Here I go again…it’s time for me to talk about one of my favourite subjects. If I were ever to be on Mastermind (yeah right!), my chosen subject would have to be Iron Maiden. The first reason as I’ve been into them for bloomin’ years, but mainly because I don’t know anything about anything else.
Well, this week see’s Iron Maiden’s most famous of albums turn 30. Released on the 22nd of March, 1982, ‘The Number of the Beast’ was Iron Maiden’s breakthrough album. It saw their status change from popular UK rock band to a world-beating metal freight train that’s has not stopped ever since.
Their third album proper sounded a lot more like the Iron Maiden of today than the first two efforts. This can mainly be attributed to the recruitment of one Mr Bruce Dickenson on vocals. Pinched from fellow New Wave of British Heavy Metal, Samson, Bruce Bruce as he was known back then would change the lead singer blueprint in metal forever. Sometimes known as the air-raid siren, Bruce was vastly different to the Punk style Maiden’s previous singer (Paul Di’anno) adopted.
Bruce’s wider capabilities as a singer allowed the band to write a much broader range of songs which gave ‘The Number of the Beast’ that extra something compared to earlier releases. Most importantly, Iron Maiden were able to write anthems that would stick around forever.

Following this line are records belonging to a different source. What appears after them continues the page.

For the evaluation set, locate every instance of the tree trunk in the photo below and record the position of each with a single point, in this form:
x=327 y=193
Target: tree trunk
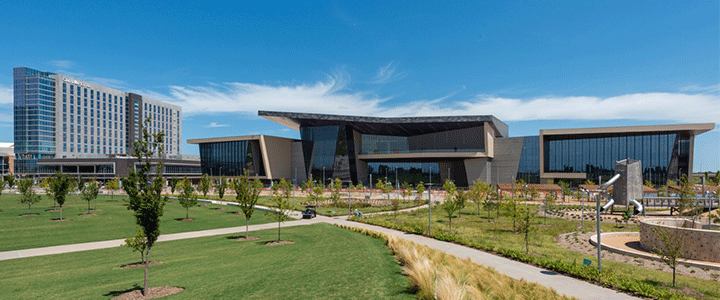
x=674 y=276
x=147 y=269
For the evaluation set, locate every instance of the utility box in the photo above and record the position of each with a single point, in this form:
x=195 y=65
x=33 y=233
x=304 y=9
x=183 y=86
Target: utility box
x=629 y=186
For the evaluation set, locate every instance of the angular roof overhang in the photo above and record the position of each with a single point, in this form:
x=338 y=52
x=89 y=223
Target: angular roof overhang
x=686 y=129
x=400 y=126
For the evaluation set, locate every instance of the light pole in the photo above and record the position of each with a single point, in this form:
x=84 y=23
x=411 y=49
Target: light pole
x=429 y=185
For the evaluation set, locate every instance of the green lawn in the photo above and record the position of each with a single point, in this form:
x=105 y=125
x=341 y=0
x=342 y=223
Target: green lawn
x=323 y=210
x=498 y=232
x=325 y=262
x=113 y=222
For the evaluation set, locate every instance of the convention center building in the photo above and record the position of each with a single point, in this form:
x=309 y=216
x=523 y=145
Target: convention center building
x=433 y=149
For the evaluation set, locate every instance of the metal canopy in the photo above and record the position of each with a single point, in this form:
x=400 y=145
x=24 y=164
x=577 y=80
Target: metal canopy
x=402 y=126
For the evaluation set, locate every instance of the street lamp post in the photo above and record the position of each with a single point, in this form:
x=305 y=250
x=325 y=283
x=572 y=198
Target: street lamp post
x=429 y=185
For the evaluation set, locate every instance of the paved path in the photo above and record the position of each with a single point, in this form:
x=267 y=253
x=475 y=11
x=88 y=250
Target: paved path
x=562 y=284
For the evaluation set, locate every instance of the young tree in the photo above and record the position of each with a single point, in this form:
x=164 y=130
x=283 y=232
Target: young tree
x=60 y=186
x=565 y=189
x=29 y=197
x=670 y=248
x=280 y=203
x=172 y=183
x=10 y=179
x=187 y=197
x=204 y=185
x=525 y=225
x=144 y=192
x=453 y=204
x=335 y=187
x=419 y=191
x=478 y=190
x=386 y=187
x=138 y=243
x=112 y=185
x=247 y=193
x=89 y=193
x=220 y=186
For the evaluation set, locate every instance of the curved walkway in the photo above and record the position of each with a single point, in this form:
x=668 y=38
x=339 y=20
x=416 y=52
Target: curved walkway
x=563 y=284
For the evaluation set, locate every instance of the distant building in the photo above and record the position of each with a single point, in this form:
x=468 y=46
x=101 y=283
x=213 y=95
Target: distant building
x=60 y=117
x=7 y=158
x=459 y=148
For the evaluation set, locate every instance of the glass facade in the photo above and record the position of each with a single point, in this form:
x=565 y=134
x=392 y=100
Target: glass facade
x=231 y=158
x=664 y=156
x=34 y=117
x=529 y=168
x=333 y=152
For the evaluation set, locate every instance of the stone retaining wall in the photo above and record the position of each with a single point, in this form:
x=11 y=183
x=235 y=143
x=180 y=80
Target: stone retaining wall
x=699 y=244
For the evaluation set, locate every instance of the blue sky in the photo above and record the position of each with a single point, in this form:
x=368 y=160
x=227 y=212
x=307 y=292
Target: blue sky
x=535 y=65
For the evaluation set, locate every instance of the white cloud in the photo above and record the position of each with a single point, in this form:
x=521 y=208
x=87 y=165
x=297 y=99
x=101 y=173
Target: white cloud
x=387 y=74
x=6 y=95
x=64 y=64
x=332 y=96
x=707 y=89
x=216 y=125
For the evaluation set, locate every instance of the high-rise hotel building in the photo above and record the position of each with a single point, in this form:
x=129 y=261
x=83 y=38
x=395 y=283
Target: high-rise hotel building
x=57 y=116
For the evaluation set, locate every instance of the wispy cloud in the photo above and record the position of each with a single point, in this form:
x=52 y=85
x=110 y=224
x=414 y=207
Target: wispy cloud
x=63 y=64
x=333 y=96
x=706 y=89
x=387 y=74
x=216 y=125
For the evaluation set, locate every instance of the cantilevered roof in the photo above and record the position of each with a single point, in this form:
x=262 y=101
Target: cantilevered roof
x=402 y=126
x=689 y=129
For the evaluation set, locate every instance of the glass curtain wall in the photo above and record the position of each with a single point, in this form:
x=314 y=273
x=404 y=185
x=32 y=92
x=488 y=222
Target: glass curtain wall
x=529 y=168
x=34 y=117
x=230 y=158
x=663 y=156
x=333 y=153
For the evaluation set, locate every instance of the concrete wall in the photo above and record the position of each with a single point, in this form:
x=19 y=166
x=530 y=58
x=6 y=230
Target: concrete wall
x=477 y=168
x=699 y=244
x=277 y=157
x=506 y=160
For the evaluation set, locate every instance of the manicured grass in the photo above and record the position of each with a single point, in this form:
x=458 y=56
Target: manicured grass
x=497 y=233
x=323 y=210
x=325 y=262
x=114 y=221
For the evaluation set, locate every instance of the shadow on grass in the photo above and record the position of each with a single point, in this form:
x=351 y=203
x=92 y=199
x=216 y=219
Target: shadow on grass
x=118 y=293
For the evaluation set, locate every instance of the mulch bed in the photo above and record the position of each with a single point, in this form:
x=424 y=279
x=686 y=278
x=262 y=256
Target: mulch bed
x=275 y=243
x=153 y=293
x=140 y=264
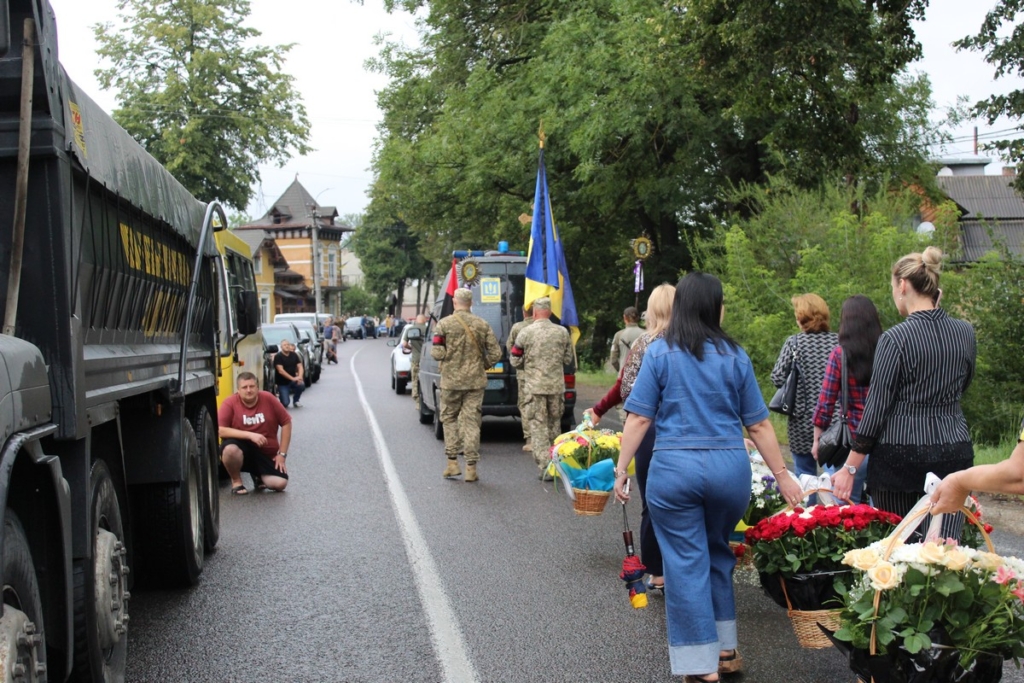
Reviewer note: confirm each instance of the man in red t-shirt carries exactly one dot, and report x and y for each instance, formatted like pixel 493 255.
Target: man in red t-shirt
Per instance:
pixel 249 422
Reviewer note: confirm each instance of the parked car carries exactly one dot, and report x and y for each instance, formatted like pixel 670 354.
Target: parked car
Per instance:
pixel 503 280
pixel 315 345
pixel 401 359
pixel 274 332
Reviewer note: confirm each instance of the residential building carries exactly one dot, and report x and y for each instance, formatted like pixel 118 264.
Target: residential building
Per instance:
pixel 293 222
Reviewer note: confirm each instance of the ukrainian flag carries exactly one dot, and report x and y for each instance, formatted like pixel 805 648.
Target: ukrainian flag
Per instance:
pixel 547 274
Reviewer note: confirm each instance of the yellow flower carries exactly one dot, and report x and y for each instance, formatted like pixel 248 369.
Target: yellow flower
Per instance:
pixel 956 559
pixel 884 577
pixel 932 553
pixel 988 561
pixel 861 558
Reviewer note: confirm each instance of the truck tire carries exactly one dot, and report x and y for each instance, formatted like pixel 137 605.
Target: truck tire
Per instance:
pixel 438 427
pixel 206 435
pixel 101 589
pixel 23 606
pixel 171 523
pixel 426 415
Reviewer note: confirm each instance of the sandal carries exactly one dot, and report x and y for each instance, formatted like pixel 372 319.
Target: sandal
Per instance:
pixel 731 664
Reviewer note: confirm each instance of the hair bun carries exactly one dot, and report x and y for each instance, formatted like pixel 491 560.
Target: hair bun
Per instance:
pixel 932 258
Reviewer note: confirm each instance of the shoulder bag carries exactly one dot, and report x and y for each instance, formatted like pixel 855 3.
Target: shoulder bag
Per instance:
pixel 784 400
pixel 836 442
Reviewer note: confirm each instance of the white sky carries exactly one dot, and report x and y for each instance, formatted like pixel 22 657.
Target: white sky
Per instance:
pixel 335 37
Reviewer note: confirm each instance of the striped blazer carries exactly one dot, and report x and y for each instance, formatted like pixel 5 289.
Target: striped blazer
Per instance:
pixel 912 420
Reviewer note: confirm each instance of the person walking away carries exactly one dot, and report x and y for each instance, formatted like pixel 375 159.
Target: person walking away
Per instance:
pixel 249 421
pixel 809 349
pixel 912 422
pixel 859 329
pixel 697 386
pixel 657 315
pixel 416 347
pixel 522 394
pixel 465 346
pixel 624 339
pixel 289 374
pixel 542 351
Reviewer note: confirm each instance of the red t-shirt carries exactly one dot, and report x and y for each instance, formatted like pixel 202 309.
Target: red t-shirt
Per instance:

The two singles were ‘Number of the Beast’ and the galloping timeless brilliance of ‘Run to the Hills’ but the album as a whole is just perfection. ’22 Acacia Avenue’ was a nod back to the older Iron Maiden stuff, resuming the story of Charlotte the Harlot. ‘Children of the Damned’ is the only real slow number but works a treat and ‘The Prisoner’ and the famously unfinished ‘Gangland’ (they forgot to put the second solo in it) can hardly be called filler. The star of the show is album closer ‘Hallowed be thy Name’. Over seven minutes of Maiden at their best, it tells the story of a man on his way to the gallows and was the first of many future epics in the catalogue. The original may just be the finest however…
The album artwork is hardly worth discussing. The image of Eddie and the Devil pulling each other’s strings is virtually synonymous with Heavy Metal itself. Another Derek Riggs classic and one of the most famous album cover in the rock world.
If you’ve never listened to this album all the way through, then I would urge you to do it now! It’s no good just listening to ‘Run to the Hills’ on Spotify while you’re updating your status. This album needs to be played from start to finish through some good speakers to be appreciated. Vinyl if possible, but I’ll let you off with a CD.
So there you go, forty minutes of British metal at its very best, it is unlikely to be surpassed and will always be a stone cold classic for as long as heavy music exists. Have a listen this weekend and have a beer for Eddie!